Bruxelles, 07/05/2009 (Agence Europe) - Législateurs européens, représentants des régulateurs nationaux, de l'industrie et des consommateurs ont débattu, jeudi 7 mai au Parlement européen, du futur système européen de supervision financière. Signe de l'influence des recommandations du rapport « Larosière », les discussions se sont articulées autour des deux éléments devant guider la réforme du système: la surveillance macro et micro-prudentielle (EUROPE n° 9848). Le commissaire McCreevy chargé du Marché intérieur a confirmé les propos, deux jours plus tôt, du président Barroso sur les propositions de la Commission attendues pour le « 27 mai » et qui reposeront sur les « deux piliers » du rapport « Larosière » (EUROPE n°9896). « Ces réformes devraient être accompagnées par un effort ambitieux visant à équiper l'UE d'un socle unique de règles harmonisées en supprimant les nombreuses options et dérogations nationales dans la législation européenne sur les services financiers », a-t-il ajouté.
Les présidents des trois comités européens de régulateurs nationaux ont accueilli favorablement les recommandations sur la façon d'améliorer la supervision micro-prudentielle, à travers notamment la transformation en autorités européennes des trois comités. Tout en tenant compte du niveau international de la réforme en cours. Favorable à l'approche évolutive, le président du CEIOPS, Thomas Steffen, a estimé nécessaire d'approfondir les questions liées à la gouvernance et au financement des autorités envisagées. Rendre des comptes aux institutions européennes ne le gêne pas, dès lors que le principe d'indépendance des autorités sera respecté. La présidente du CEBS, Kerstin af Jochnick, a qualifié de « grand pas en avant » la création, d'ici à fin 2009, d'une quarantaine de collèges regroupant les superviseurs nationaux des institutions bancaires transfrontalières, consolidée par la base juridique introduite récemment dans la directive « Bâle II » sur les exigences en fonds propres (EUROPE n° 9896). Au nom de CESR, Eddy Wymeersch a focalisé son intervention sur la façon de nuancer le caractère contraignant des décisions des futures autorités européennes. Patrick Brady, président du Comité de travail sur les conglomérats financiers, a considéré que le rapport « Larosière » ne faisait pas de propositions spécifiques sur ces entités financières bien qu'ils représentent près de 70% des institutions financières transfrontalières.

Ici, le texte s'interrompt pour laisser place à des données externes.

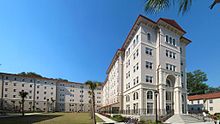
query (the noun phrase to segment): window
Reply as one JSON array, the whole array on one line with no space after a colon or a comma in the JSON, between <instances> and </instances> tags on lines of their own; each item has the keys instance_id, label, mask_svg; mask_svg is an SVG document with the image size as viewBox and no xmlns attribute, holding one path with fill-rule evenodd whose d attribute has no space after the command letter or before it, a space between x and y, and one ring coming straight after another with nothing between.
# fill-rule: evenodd
<instances>
[{"instance_id":1,"label":"window","mask_svg":"<svg viewBox=\"0 0 220 124\"><path fill-rule=\"evenodd\" d=\"M153 63L152 62L148 62L148 61L146 61L146 68L147 69L152 69L153 68Z\"/></svg>"},{"instance_id":2,"label":"window","mask_svg":"<svg viewBox=\"0 0 220 124\"><path fill-rule=\"evenodd\" d=\"M147 99L153 99L153 92L152 91L147 92Z\"/></svg>"},{"instance_id":3,"label":"window","mask_svg":"<svg viewBox=\"0 0 220 124\"><path fill-rule=\"evenodd\" d=\"M16 86L16 83L14 83L14 86Z\"/></svg>"},{"instance_id":4,"label":"window","mask_svg":"<svg viewBox=\"0 0 220 124\"><path fill-rule=\"evenodd\" d=\"M16 98L16 95L13 95L13 98Z\"/></svg>"},{"instance_id":5,"label":"window","mask_svg":"<svg viewBox=\"0 0 220 124\"><path fill-rule=\"evenodd\" d=\"M129 89L130 88L130 83L127 83L126 84L126 89Z\"/></svg>"},{"instance_id":6,"label":"window","mask_svg":"<svg viewBox=\"0 0 220 124\"><path fill-rule=\"evenodd\" d=\"M147 40L148 40L148 41L151 40L151 35L150 35L150 33L147 33Z\"/></svg>"},{"instance_id":7,"label":"window","mask_svg":"<svg viewBox=\"0 0 220 124\"><path fill-rule=\"evenodd\" d=\"M133 79L133 82L134 82L134 85L136 84L136 80L135 79Z\"/></svg>"},{"instance_id":8,"label":"window","mask_svg":"<svg viewBox=\"0 0 220 124\"><path fill-rule=\"evenodd\" d=\"M39 86L39 85L37 85L37 88L40 88L40 86Z\"/></svg>"},{"instance_id":9,"label":"window","mask_svg":"<svg viewBox=\"0 0 220 124\"><path fill-rule=\"evenodd\" d=\"M14 80L16 81L16 80L17 80L17 78L14 78Z\"/></svg>"},{"instance_id":10,"label":"window","mask_svg":"<svg viewBox=\"0 0 220 124\"><path fill-rule=\"evenodd\" d=\"M176 71L176 66L171 64L166 64L166 69L170 71Z\"/></svg>"},{"instance_id":11,"label":"window","mask_svg":"<svg viewBox=\"0 0 220 124\"><path fill-rule=\"evenodd\" d=\"M145 53L148 54L148 55L152 55L152 49L146 47L145 48Z\"/></svg>"},{"instance_id":12,"label":"window","mask_svg":"<svg viewBox=\"0 0 220 124\"><path fill-rule=\"evenodd\" d=\"M133 54L133 59L135 59L135 53Z\"/></svg>"},{"instance_id":13,"label":"window","mask_svg":"<svg viewBox=\"0 0 220 124\"><path fill-rule=\"evenodd\" d=\"M197 101L197 104L199 104L199 100Z\"/></svg>"},{"instance_id":14,"label":"window","mask_svg":"<svg viewBox=\"0 0 220 124\"><path fill-rule=\"evenodd\" d=\"M173 46L176 46L176 40L173 39Z\"/></svg>"},{"instance_id":15,"label":"window","mask_svg":"<svg viewBox=\"0 0 220 124\"><path fill-rule=\"evenodd\" d=\"M37 99L39 99L39 96L37 96Z\"/></svg>"},{"instance_id":16,"label":"window","mask_svg":"<svg viewBox=\"0 0 220 124\"><path fill-rule=\"evenodd\" d=\"M32 84L30 84L30 87L32 87Z\"/></svg>"},{"instance_id":17,"label":"window","mask_svg":"<svg viewBox=\"0 0 220 124\"><path fill-rule=\"evenodd\" d=\"M172 37L169 38L169 44L172 44Z\"/></svg>"},{"instance_id":18,"label":"window","mask_svg":"<svg viewBox=\"0 0 220 124\"><path fill-rule=\"evenodd\" d=\"M171 92L166 91L166 100L171 100Z\"/></svg>"},{"instance_id":19,"label":"window","mask_svg":"<svg viewBox=\"0 0 220 124\"><path fill-rule=\"evenodd\" d=\"M175 59L176 58L176 53L174 53L172 51L169 51L169 50L166 50L166 56L169 57L169 58Z\"/></svg>"},{"instance_id":20,"label":"window","mask_svg":"<svg viewBox=\"0 0 220 124\"><path fill-rule=\"evenodd\" d=\"M5 88L5 91L8 91L8 88Z\"/></svg>"},{"instance_id":21,"label":"window","mask_svg":"<svg viewBox=\"0 0 220 124\"><path fill-rule=\"evenodd\" d=\"M209 110L210 110L210 111L213 111L213 107L209 107Z\"/></svg>"},{"instance_id":22,"label":"window","mask_svg":"<svg viewBox=\"0 0 220 124\"><path fill-rule=\"evenodd\" d=\"M8 82L5 82L5 85L8 85Z\"/></svg>"},{"instance_id":23,"label":"window","mask_svg":"<svg viewBox=\"0 0 220 124\"><path fill-rule=\"evenodd\" d=\"M24 84L22 84L22 87L24 87Z\"/></svg>"},{"instance_id":24,"label":"window","mask_svg":"<svg viewBox=\"0 0 220 124\"><path fill-rule=\"evenodd\" d=\"M126 102L129 102L130 101L130 97L129 95L126 95Z\"/></svg>"},{"instance_id":25,"label":"window","mask_svg":"<svg viewBox=\"0 0 220 124\"><path fill-rule=\"evenodd\" d=\"M24 80L24 79L22 79L22 81L24 82L25 80Z\"/></svg>"},{"instance_id":26,"label":"window","mask_svg":"<svg viewBox=\"0 0 220 124\"><path fill-rule=\"evenodd\" d=\"M139 35L136 36L136 40L137 40L137 43L138 43L138 41L139 41Z\"/></svg>"},{"instance_id":27,"label":"window","mask_svg":"<svg viewBox=\"0 0 220 124\"><path fill-rule=\"evenodd\" d=\"M138 78L138 76L136 77L136 82L137 82L137 84L139 83L139 78Z\"/></svg>"},{"instance_id":28,"label":"window","mask_svg":"<svg viewBox=\"0 0 220 124\"><path fill-rule=\"evenodd\" d=\"M136 50L136 56L138 57L138 55L139 55L139 52L138 52L138 49Z\"/></svg>"},{"instance_id":29,"label":"window","mask_svg":"<svg viewBox=\"0 0 220 124\"><path fill-rule=\"evenodd\" d=\"M169 42L169 36L166 35L166 42L168 43Z\"/></svg>"},{"instance_id":30,"label":"window","mask_svg":"<svg viewBox=\"0 0 220 124\"><path fill-rule=\"evenodd\" d=\"M138 99L138 92L135 92L135 93L133 94L133 100L136 100L136 99Z\"/></svg>"},{"instance_id":31,"label":"window","mask_svg":"<svg viewBox=\"0 0 220 124\"><path fill-rule=\"evenodd\" d=\"M148 75L146 76L146 82L147 83L152 83L153 82L152 80L153 80L152 76L148 76Z\"/></svg>"},{"instance_id":32,"label":"window","mask_svg":"<svg viewBox=\"0 0 220 124\"><path fill-rule=\"evenodd\" d=\"M8 95L7 95L7 94L5 94L5 97L8 97Z\"/></svg>"},{"instance_id":33,"label":"window","mask_svg":"<svg viewBox=\"0 0 220 124\"><path fill-rule=\"evenodd\" d=\"M212 100L212 99L210 99L210 100L209 100L209 103L213 103L213 100Z\"/></svg>"},{"instance_id":34,"label":"window","mask_svg":"<svg viewBox=\"0 0 220 124\"><path fill-rule=\"evenodd\" d=\"M39 91L37 91L37 94L39 94Z\"/></svg>"},{"instance_id":35,"label":"window","mask_svg":"<svg viewBox=\"0 0 220 124\"><path fill-rule=\"evenodd\" d=\"M138 66L138 63L136 64L136 69L138 70L139 66Z\"/></svg>"},{"instance_id":36,"label":"window","mask_svg":"<svg viewBox=\"0 0 220 124\"><path fill-rule=\"evenodd\" d=\"M153 103L147 103L147 114L153 114Z\"/></svg>"},{"instance_id":37,"label":"window","mask_svg":"<svg viewBox=\"0 0 220 124\"><path fill-rule=\"evenodd\" d=\"M13 91L16 92L16 89L14 89Z\"/></svg>"}]
</instances>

Fernando Zunzunegui, président du Forum FIN-USE d'experts sur les services financiers, a regretté « le silence » du rapport « Larosière » sur « les questions de protection des consommateurs ». Il a recommandé la création d'une autorité des consommateurs de services financiers. Le représentant d'UNI-EUROPA, syndicat international représentant des employés du secteur financier, verrait d'un bon œil la création d'une « charte sur la vente responsable des produits financiers ». Selon lui, une « omission majeure » du rapport « Larosière » concerne « le rôle des employés dans la supervision ». (M.B.)